Indian Institute of Technology Madras (IIT Madras) on Saturday launched a School of Sustainability to teach new, interdisciplinary courses on sustainability. It will also provide a platform to host events and showcase technologies that can help drive both practice and policy. Jayant Sinha, Member of Parliament and Chairperson, Parliamentary Standing Committee on Finance, launched the school.
Conceptualised as a Centre of Excellence, the school will bring together faculty members from across departments and research centres of the Institute. The IIT Madras School of Sustainability signed MoUs with Tel Aviv University, Israel ad Technische Universität Dresden, Germany, to collaborate on sustainability.
Apart from the minor course in sustainability set to be launched in 2024 that will be made available to all students at IIT-Madras, the school plans to launch in 3-5 years an Integrated Dual Degree Program on Sustainability, says a release..
The school has identified four key areas: of research and development: in decarbonisation, Human Settlements, Modelling and Scenario Development, and Behavioural and Industrial Change.
In these four areas, the School will undertake basic scientific research, translational and product development, pilot implementations and policy advisory. For example, a policy roundtable on Climate Finance was recently conducted in partnership with the Union Ministry of Finance and served as an important input to the G20 deliberations on this issue, the release said.
V Kamakoti, Director, IIT Madras, said, “Meeting the Sustainable Development Goals - 1 to 17 of the United Nations is a collective responsibility of the entire globe.

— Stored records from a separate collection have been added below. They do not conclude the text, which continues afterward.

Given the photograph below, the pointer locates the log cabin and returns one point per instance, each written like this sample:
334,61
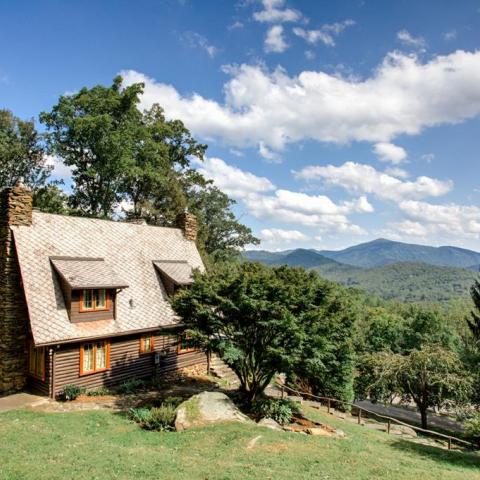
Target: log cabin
85,301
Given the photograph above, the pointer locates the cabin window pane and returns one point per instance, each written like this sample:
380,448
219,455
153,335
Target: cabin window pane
87,300
88,358
101,299
101,356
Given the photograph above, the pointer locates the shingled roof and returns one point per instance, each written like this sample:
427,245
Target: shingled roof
127,253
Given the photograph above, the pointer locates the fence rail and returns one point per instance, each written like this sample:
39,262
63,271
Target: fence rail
335,401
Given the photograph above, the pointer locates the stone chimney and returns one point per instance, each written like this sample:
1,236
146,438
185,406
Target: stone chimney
188,223
15,210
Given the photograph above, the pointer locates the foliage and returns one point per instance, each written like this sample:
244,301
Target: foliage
159,418
263,320
243,312
472,427
474,320
21,153
72,392
431,377
131,386
280,410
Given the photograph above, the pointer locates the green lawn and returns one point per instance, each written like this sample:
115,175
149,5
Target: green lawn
103,445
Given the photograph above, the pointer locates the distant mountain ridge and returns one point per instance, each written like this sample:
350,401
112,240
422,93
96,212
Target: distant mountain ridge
388,269
376,253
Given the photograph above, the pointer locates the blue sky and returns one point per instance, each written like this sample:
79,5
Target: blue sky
330,123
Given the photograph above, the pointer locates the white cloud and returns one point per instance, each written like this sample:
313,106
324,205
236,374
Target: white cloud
406,38
274,41
388,152
450,35
360,178
438,223
324,34
59,171
278,234
397,172
195,40
403,96
267,154
274,12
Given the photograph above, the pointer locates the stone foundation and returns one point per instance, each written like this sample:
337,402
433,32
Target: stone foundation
15,209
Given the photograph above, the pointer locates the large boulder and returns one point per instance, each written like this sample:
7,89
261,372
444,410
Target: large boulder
207,408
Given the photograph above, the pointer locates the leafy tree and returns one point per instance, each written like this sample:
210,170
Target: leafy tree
94,131
474,320
242,312
430,377
21,152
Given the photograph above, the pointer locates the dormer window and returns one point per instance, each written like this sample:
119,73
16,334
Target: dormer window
92,300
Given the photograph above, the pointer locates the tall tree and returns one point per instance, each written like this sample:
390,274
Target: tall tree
474,320
94,131
21,152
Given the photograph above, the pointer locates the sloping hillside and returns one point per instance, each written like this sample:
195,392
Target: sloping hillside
383,252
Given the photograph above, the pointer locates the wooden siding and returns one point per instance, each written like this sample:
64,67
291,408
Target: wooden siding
77,316
125,362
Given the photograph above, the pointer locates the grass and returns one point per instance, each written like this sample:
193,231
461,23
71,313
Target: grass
103,445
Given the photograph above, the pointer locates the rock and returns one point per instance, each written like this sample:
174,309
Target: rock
403,430
207,408
269,423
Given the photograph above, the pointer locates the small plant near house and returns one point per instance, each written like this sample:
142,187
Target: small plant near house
99,392
71,392
159,418
277,409
131,386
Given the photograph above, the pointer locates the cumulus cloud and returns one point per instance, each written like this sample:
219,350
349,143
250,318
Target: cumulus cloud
232,180
287,236
406,38
360,178
264,201
388,152
195,40
324,34
449,222
274,40
274,11
403,96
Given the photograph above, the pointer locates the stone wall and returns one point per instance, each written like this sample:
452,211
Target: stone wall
188,223
15,209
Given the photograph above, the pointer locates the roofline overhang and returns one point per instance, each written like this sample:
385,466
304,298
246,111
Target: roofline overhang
111,335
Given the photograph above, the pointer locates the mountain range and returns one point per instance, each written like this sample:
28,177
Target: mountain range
388,269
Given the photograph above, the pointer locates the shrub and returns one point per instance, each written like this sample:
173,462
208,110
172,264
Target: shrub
131,386
472,427
277,409
159,419
71,392
99,392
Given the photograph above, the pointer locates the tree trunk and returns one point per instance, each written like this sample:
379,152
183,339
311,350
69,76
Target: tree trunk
423,415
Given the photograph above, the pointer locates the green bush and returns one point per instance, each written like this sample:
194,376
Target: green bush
131,386
71,392
99,392
472,427
160,419
279,410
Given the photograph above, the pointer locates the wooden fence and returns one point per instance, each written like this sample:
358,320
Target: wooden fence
331,402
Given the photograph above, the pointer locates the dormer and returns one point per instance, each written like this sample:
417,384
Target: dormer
89,286
175,274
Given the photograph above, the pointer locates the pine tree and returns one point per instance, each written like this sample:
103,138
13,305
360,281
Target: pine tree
474,321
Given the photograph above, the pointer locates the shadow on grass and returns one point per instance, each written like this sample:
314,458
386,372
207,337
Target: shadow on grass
453,457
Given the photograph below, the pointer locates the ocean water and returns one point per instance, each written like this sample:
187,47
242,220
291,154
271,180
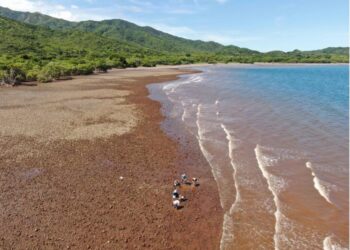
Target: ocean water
276,139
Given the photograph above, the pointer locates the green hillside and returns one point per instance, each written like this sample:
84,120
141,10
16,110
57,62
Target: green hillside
34,46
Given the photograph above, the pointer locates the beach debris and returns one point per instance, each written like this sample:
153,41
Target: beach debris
175,194
182,198
183,178
176,204
195,181
176,183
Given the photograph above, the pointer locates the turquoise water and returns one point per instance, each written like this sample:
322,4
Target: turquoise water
276,138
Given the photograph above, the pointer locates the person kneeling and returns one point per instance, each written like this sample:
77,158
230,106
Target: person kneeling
176,204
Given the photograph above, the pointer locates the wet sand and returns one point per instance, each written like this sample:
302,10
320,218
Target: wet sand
63,147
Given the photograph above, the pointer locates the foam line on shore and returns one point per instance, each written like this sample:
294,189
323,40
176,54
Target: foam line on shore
321,189
329,244
268,177
206,154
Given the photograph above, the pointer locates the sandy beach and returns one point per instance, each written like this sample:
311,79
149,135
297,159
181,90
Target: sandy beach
64,146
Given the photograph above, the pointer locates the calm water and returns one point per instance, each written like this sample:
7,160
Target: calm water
276,138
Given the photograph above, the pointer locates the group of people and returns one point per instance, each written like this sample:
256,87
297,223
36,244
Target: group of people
177,198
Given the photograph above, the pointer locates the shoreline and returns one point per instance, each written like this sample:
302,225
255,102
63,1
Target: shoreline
64,193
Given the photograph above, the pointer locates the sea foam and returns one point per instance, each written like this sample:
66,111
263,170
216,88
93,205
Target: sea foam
272,183
330,244
319,185
227,231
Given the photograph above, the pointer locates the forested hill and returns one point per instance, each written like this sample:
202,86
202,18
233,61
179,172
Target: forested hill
123,30
34,46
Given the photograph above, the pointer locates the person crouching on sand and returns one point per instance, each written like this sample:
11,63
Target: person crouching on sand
183,178
195,181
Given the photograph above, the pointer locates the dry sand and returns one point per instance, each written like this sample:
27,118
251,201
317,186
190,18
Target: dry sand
63,147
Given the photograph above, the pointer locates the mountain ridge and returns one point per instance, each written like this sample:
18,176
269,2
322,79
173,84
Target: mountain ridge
39,47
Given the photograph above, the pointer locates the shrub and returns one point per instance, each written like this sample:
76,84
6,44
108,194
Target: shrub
102,66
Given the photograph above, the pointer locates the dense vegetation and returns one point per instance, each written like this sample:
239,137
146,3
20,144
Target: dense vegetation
39,47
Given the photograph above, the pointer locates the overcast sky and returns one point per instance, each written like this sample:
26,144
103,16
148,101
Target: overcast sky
256,24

Through this School, the Institute aspires to bring researchers and industry from different domains to discuss, debate, develop and deploy solutions targeted towards the SDG. Human capacity building related to sustainability will also be a primary focus of this School”
Ashwin Mahalingam, Head, School of Sustainability, IIT Madras, said that many of the faculty involved in the school are already working with companies like Shell, GE, Ashok Leyland, Mahindra Electric, Accenture, Danfoss, Baker Hughes, Saipem, Sembcorp, L&T, CPCL and Tata Group on various levels for a holistic treatment of sustainability.

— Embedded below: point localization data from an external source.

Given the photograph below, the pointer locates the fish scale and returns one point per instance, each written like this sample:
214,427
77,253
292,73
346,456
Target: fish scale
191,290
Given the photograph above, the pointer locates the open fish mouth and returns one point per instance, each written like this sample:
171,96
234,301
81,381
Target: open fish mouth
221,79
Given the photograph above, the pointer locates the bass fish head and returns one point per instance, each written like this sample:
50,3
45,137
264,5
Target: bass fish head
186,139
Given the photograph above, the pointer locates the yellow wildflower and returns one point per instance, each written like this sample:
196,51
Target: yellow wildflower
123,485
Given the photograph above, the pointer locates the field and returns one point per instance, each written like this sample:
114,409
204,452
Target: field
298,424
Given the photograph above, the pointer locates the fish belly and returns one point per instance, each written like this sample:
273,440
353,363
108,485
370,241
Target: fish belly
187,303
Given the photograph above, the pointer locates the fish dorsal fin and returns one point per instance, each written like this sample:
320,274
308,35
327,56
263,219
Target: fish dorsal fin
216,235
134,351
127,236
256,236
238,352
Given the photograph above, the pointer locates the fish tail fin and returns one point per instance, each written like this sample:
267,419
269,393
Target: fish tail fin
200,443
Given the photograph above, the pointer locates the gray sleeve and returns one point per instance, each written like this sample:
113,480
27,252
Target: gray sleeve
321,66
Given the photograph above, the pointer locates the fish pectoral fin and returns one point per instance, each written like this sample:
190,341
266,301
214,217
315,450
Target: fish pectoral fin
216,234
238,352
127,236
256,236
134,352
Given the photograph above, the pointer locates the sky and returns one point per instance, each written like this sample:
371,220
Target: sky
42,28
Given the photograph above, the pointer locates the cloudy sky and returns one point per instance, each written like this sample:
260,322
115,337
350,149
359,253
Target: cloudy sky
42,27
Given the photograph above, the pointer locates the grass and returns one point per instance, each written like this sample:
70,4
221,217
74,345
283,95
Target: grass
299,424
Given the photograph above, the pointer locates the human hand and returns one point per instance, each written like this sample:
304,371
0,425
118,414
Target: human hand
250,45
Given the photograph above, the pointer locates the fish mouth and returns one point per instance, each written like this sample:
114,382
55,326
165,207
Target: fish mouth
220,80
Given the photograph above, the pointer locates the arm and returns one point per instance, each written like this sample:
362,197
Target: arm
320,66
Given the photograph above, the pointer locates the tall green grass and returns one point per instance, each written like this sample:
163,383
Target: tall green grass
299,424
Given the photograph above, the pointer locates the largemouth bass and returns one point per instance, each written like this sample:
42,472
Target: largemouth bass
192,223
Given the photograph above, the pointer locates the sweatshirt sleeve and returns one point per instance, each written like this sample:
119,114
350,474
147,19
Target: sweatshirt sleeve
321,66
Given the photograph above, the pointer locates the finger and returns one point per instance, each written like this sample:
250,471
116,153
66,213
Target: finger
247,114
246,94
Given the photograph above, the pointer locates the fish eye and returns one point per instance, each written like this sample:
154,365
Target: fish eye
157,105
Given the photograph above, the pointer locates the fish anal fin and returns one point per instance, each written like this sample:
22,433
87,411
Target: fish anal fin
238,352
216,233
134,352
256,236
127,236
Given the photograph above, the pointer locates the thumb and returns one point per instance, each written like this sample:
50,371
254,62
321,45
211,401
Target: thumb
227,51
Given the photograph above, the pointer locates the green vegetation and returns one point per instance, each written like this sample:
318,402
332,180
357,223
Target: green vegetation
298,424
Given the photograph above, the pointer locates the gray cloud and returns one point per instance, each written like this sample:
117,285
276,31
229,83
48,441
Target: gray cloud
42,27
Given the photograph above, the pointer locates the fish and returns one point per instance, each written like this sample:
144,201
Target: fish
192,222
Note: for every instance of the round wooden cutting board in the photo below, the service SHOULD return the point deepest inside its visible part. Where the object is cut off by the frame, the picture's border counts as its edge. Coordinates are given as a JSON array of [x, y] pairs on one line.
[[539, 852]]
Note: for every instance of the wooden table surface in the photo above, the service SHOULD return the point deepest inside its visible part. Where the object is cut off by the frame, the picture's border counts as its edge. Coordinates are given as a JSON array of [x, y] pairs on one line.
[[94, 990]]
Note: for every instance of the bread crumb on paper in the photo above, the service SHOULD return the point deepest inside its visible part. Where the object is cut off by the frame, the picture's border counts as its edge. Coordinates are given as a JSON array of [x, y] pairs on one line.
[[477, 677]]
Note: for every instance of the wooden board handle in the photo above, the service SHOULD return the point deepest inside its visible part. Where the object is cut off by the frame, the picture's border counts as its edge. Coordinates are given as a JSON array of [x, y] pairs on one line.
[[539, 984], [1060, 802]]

“We also work closely with government agencies like as the Union Ministry of Finance and Chennai Metropolitan Development Authority. We plan to leverage these partnerships to conduct events such as a Policy Dialogue Series on a quarterly basis and Technical Workshops on specific grand challenges often dovetailed with the annual summits that we will host,” he said.

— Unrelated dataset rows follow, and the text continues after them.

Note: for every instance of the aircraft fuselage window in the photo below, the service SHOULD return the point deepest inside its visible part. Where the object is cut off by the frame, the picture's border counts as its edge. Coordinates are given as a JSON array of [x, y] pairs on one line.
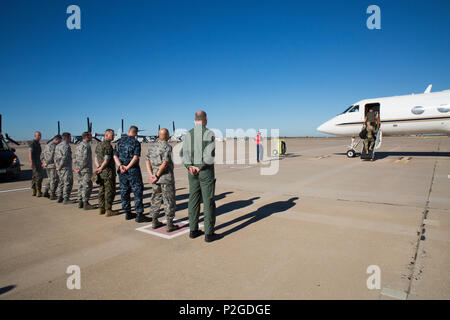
[[444, 108], [418, 110], [346, 110], [354, 109]]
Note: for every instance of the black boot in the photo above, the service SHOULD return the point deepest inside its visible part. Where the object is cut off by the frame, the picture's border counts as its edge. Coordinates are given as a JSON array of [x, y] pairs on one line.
[[142, 218], [129, 215], [156, 223], [171, 227], [212, 237], [195, 234], [87, 206], [68, 201]]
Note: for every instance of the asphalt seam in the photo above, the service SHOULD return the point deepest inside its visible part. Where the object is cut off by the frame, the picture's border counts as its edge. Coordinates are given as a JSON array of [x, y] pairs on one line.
[[421, 233]]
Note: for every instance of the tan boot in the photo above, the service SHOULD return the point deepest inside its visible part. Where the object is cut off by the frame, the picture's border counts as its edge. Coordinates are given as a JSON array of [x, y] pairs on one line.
[[171, 227], [111, 212]]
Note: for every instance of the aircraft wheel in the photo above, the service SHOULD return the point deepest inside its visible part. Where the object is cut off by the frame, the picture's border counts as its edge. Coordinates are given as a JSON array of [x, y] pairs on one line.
[[351, 153]]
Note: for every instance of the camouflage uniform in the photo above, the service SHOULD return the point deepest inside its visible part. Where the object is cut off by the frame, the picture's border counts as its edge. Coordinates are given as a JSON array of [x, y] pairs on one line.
[[164, 188], [370, 139], [126, 148], [52, 176], [63, 161], [107, 178], [36, 180], [199, 151], [83, 162]]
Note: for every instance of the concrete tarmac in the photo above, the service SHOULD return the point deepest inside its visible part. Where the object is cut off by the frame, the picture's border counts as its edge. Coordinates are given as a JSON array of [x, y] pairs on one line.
[[310, 231]]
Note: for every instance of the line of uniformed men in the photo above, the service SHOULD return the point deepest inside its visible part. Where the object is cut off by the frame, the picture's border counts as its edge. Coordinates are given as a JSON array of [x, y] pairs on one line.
[[57, 160]]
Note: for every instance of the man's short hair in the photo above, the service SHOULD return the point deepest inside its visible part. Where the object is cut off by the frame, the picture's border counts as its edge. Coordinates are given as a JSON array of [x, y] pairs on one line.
[[200, 115], [85, 134], [134, 129]]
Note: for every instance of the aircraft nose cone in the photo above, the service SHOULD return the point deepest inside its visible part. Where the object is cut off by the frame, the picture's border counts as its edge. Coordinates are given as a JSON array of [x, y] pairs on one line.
[[327, 127]]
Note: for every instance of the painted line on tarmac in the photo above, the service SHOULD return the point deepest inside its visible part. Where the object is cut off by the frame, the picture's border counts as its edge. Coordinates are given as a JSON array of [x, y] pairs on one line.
[[430, 222], [403, 160], [401, 295], [12, 190]]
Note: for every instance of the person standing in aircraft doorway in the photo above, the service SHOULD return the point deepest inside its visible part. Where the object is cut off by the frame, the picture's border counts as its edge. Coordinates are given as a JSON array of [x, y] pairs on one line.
[[373, 118], [259, 147]]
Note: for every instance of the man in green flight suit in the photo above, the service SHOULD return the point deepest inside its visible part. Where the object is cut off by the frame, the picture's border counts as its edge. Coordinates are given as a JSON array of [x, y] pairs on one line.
[[198, 154]]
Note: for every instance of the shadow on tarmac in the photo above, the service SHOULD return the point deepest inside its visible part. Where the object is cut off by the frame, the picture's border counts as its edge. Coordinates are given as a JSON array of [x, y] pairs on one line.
[[385, 154], [255, 216], [6, 289]]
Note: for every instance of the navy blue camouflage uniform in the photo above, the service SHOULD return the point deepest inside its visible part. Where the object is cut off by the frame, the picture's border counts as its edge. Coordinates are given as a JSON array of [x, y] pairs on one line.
[[126, 149]]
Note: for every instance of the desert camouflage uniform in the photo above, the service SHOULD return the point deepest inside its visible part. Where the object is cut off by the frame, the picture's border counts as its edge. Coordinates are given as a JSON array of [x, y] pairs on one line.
[[63, 161], [83, 162], [47, 157], [107, 178], [36, 180], [164, 188], [370, 139]]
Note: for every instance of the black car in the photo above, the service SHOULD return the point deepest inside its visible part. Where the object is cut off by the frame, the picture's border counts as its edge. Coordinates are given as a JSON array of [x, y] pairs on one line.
[[9, 162]]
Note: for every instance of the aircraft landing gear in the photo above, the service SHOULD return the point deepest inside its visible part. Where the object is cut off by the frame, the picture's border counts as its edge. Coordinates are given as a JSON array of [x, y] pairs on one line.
[[351, 153]]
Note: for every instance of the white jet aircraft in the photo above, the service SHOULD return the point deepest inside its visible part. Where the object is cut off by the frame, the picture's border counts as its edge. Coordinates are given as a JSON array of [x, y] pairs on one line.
[[424, 113]]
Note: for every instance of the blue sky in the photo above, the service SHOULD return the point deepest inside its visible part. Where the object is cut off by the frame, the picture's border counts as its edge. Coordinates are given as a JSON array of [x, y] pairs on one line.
[[250, 64]]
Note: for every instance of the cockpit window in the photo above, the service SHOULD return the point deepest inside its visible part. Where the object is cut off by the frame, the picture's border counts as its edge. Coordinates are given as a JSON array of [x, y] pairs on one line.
[[3, 145]]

Kala Vairavamoorthy, an Adjunct Professor at IIT Madras, said that the schools’ mission is trying to link SDG 6 (Ensure availability and sustainable management of water and sanitation for all) with all 17 SDGs is very important.
In his remarks, Sinha said that dealing with sustainability and decarbonisation is the biggest scientific and engineering challenge.
“I want all of us, as scientists and engineers, to really focus on what we need to do to get us to sustainability. We need to find solutions that work for India. You have set up the school for sustainability where we can solve unique Indian problems. Please be a problem solver. Don’t be just scientists and engineers. If we solve India’s problems, we can solve the world’s problems and we can find a way for the crisis of climate change,” he said.